そんなわけで、本書のポイントは「ふるさとの風景を彩ってきた植物」。そして、それは日本人と自然との共存関係の歴史でもあるわけ。それが徐々に失われてきつつあることも事実で、少しでもそれが取り戻せたらというのが、筆者の願いと本書のねらいになっているんだよね。
では、幾つかの野の草を紹介。
まずは、ナズナ。春の七草のひとつだけど、早春の花は冬の厳しさも知っている。これを筆者は、
彼らにとって、冬は決して耐えるだけの季節ではない。ほかの植物が眠っているときだからこそ、自分たちはいち早く花を咲かせることができる。彼らにとって、冬はなくてはならない季節なのである。と言っているよ。さらに、このような植物は「冬眠」ならぬ「夏眠」するとも。これこそ、彩り豊かな日本の風景の一因なんだろうね。
もうひとつは、タンポポ。
外来種のタンポポが増えていて、日本のタンポポが減っているのは事実。それをもって外来タンポポが悪のように思われることがあるけれども、それは事実誤認。

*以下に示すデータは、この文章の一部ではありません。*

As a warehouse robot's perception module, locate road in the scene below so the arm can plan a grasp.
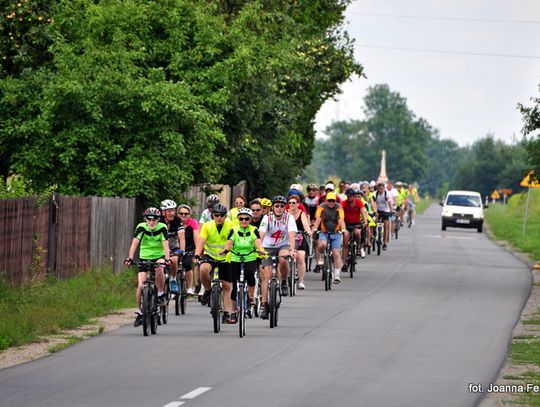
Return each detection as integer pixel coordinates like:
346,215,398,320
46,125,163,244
0,206,531,407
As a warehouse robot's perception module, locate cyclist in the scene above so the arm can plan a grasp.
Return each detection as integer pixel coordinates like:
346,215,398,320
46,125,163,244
178,204,199,295
160,199,186,294
343,188,368,271
289,195,312,290
195,204,235,323
375,182,392,250
229,195,247,226
199,194,219,225
124,207,171,327
249,199,263,229
259,195,297,319
260,198,272,216
222,208,264,323
313,192,345,284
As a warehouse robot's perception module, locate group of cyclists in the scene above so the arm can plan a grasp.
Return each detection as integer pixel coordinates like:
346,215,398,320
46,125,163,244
125,181,418,326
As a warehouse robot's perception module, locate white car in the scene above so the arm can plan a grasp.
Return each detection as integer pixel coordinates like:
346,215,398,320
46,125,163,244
441,191,488,233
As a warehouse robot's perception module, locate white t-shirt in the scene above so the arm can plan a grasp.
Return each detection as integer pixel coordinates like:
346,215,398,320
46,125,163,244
259,212,298,249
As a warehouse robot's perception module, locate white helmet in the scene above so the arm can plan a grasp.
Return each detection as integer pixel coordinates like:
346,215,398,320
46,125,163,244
159,199,177,211
238,208,253,218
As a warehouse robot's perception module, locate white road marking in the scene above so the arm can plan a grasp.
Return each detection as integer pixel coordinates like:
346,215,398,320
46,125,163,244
426,235,478,240
180,387,211,399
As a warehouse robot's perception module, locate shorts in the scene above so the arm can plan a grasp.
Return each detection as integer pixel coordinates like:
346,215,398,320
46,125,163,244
262,245,290,267
319,232,343,250
200,255,233,283
377,211,392,220
137,257,165,273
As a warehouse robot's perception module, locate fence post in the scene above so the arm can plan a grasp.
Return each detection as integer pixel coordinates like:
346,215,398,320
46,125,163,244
47,194,58,276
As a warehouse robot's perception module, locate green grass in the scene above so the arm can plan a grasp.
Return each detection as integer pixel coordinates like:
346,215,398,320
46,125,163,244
485,189,540,260
0,271,137,351
485,189,540,406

在来の日本タンポポが減っているとしたら、それは日本の豊かな自然が失われていることにほかならない。外来のタンポポが増えているとしたら、それは植物の生えにくい都市化した環境が増えている証である。と筆者。タンポポは自分たちに適した場所で生きているだけ。だから、タンポポの分布を決めているのは人間であるとも。
身近な生き物の営みって、ホントに凄いよね。それを知らないという人間の浅はかさ。しかも、知らないのに知ったような人間。少しは謙虚にならなくては…。